Au final, ce qui énerve chez Pigasse n’est ni sa réussite financière ni ses engagements militants. C’est le mélange des deux, l’usage de l’un pour blanchir l’autre. Le Wall Street Journal et Le Figaro l’ont compris : sous le vernis de la subversion se cache un édifice aussi conventionnel qu’endetté. La seule question qui vaille désormais est de savoir combien de temps les créanciers accepteront de financer ce théâtre.
Pour aller plus loin
Questions fréquentes
Qu’est-ce que Pigasse Investissement exactement ?
Il s’agit de la holding personnelle de Matthieu Pigasse, structure qui regroupe ses participations dans les médias (groupe Combat), l’immobilier et d’autres actifs financiers. Selon les révélations du Figaro en juin 2026, elle souffrirait d’un endettement évalué à plus de 180 millions d’euros.
Pourquoi le deal vénézuélien est-il particulièrement risqué ?
Le régime de Caracas fait l’objet de sanctions économiques drastiques de la part des États-Unis depuis 2019. Toute négociation commerciale ou financière avec ce pays expose les intermédiaires à des poursuites par l’OFAC et à une exclusion potentielle du système dollar, menaçant l’ensemble des activités de Centerview Partners.

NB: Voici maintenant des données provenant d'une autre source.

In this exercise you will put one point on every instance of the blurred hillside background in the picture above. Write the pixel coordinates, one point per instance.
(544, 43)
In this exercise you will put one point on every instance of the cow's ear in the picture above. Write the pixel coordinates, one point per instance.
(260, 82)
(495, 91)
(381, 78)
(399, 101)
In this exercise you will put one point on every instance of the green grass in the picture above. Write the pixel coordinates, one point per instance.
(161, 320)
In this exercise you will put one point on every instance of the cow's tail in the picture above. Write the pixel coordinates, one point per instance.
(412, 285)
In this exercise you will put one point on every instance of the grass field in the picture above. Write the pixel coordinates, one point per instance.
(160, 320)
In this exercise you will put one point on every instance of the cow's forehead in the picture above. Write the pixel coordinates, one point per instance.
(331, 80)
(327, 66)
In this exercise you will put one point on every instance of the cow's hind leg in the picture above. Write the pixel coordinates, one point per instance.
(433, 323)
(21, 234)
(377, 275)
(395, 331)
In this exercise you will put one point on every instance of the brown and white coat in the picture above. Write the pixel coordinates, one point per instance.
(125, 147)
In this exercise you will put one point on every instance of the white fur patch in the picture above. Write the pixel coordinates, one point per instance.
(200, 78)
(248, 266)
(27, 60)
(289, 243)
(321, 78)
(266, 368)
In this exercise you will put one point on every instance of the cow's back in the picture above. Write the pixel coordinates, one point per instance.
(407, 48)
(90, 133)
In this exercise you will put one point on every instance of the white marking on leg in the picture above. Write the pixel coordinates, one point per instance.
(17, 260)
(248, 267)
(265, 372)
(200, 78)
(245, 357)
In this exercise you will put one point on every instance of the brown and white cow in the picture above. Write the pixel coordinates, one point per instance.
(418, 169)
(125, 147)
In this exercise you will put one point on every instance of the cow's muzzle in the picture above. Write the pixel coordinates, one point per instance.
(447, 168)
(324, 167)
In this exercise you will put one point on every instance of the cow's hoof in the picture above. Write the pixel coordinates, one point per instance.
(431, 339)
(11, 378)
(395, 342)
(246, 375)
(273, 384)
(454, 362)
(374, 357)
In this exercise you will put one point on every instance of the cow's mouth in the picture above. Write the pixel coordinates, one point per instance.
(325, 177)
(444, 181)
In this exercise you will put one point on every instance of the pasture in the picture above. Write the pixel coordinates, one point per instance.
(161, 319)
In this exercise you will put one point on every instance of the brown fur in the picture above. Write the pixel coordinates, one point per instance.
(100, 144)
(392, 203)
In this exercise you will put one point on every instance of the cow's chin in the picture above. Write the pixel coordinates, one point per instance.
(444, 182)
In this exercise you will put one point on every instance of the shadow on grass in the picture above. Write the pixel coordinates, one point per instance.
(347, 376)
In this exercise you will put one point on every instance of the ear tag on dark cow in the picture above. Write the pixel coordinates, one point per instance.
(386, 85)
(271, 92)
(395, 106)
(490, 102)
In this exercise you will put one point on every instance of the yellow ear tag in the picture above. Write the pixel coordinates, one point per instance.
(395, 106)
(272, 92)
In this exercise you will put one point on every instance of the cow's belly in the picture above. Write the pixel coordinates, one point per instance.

Quels médias contrôle-t-il aujourd’hui ?
Via son groupe Combat, il détient notamment le magazine Les Inrockuptibles et la radio Nova. Il a également été propriétaire de parties du capital d’autres titres culturels. Ces actifs accumulent cependant des pertes chroniques depuis plusieurs années.
D’où vient son surnom de « banquier punk » ?
Cette étiquette, colportée par la presse dans les années 2000, renvoie à son apparence (cheveux longs, allure décontractée) et à ses fréquentations artistiques. Elle traduit sa volonté de se distinguer des codes rigides de la finance traditionnelle, même si ses méthodes restent celles du capitalisme de connivence le plus classique.
Le danger financier est-il réel pour sa holding ?
Oui. La hausse des taux d’intérêt a fait exploser le coût de ses emprunts. Selon les sources du Figaro, certaines banques françaises ont durci leurs conditions et exigent désormais des sûretés renforcées, ce qui pourrait contraindre Pigasse à des cessions d’actifs à contre-cœur.